OSDev.org

Posted: **Tue Sep 11, 2012 5:40 am**

Primarily because it allows double-free detection. Additionally, because I don't want to duplicate physical memory handling in 64-bit mode, and because I don't want to connect memory allocation with page table allocation.

If you really only need the bitmap for double-free detection then why not have both. Bitmaps are cheap but are very slow when memory is short and it's clumsy to try to make them scale on lot's of cores. Of course once all the double-free bugs are detected during testing you can remove the bitmap code from the production build.

Posted: **Tue Sep 11, 2012 5:46 am**

Also, when allocating / freeing memory on behalf of a 64-bit process, this will need to be done in an 64-bit context, which would duplicate the code. It is far easier to just call the 32-bit kernel and ask it to allocate / free a physical memory page.

It would be far easier to just write proper 64-bit memory manager and call it from 32-bit kernel.

After that, you would be getting closer and closer to getting rid of that segmentation and protected mode specific hell

Posted: **Tue Sep 11, 2012 5:50 am**

gerryg400 wrote:
Primarily because it allows double-free detection.

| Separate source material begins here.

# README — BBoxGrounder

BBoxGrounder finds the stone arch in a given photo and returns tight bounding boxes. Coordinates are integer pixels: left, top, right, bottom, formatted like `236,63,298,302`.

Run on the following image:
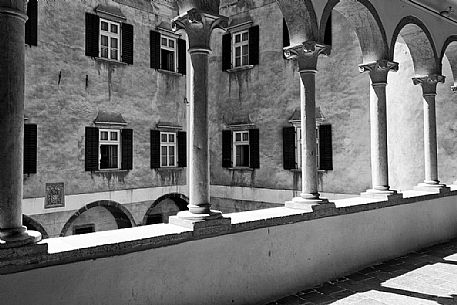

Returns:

Additionally, because I don't want to duplicate physical memory handling in 64-bit mode, and because I don't want to connect memory allocation with page table allocation.
If you really only need the bitmap for double-free detection then why not have both. Bitmaps are cheap but are very slow when memory is short and it's clumsy to try to make them scale on lot's of cores. Of course once all the double-free bugs are detected during testing you can remove the bitmap code from the production build.

That's a possibility. Although I also don't know how to allocate multiple, consequtive, pages with Brendan's method. It would need a massive amount of page flushes and TLB-misses in order to find adjacent pages that are free. It might be able to solve this by having a small bitmap only for this function, but without that it would be very complex and slow.

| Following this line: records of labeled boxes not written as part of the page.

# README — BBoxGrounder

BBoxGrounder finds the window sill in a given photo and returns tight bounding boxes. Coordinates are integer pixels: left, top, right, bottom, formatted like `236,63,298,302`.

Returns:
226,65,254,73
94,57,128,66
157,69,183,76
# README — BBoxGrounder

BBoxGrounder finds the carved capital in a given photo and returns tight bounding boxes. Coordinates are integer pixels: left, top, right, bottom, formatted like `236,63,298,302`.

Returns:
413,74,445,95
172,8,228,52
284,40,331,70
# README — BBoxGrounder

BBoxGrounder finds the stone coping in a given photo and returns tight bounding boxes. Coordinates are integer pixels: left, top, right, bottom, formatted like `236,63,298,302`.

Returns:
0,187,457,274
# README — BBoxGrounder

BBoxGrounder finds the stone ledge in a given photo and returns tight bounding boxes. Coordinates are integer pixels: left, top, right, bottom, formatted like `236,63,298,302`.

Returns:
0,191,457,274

I'm also not sure that any modern computer with 4G+ of memory would ever get into a state of low memory. Therefore, such configurations should not suffer from this problem, especially not when the page bitmap with the most free pages are used for allocation.

The scaling issue can be (at least partially) solved by letting each core have it's own current page bitmap.

Posted: **Tue Sep 11, 2012 5:55 am**

Griwes wrote:It would be far easier to just write proper 64-bit memory manager and call it from 32-bit kernel.

Not so, as the main target is low-end PCs that have no support for x86-64 or PAE. It would be nice to be able to run x86-64 applications, but that will not be the primary target anytime soon.

Posted: **Tue Sep 11, 2012 6:38 am**

Hi,

rdos wrote:That's a possibility. Although I also don't know how to allocate multiple, consequtive, pages with Brendan's method. It would need a massive amount of page flushes and TLB-misses in order to find adjacent pages that are free. It might be able to solve this by having a small bitmap only for this function, but without that it would be very complex and slow.

How many cases can you think of where you need adjacent pages? The main one is ancient hardware that uses the ISA DMA chips. There might also be a few/rare PCI cards that don't support scatter/gather. I'd be surprised if you could find a reasonably modern system (e.g. something that supports long mode) where allocations of adjacent pages adds up to more than 1 MiB.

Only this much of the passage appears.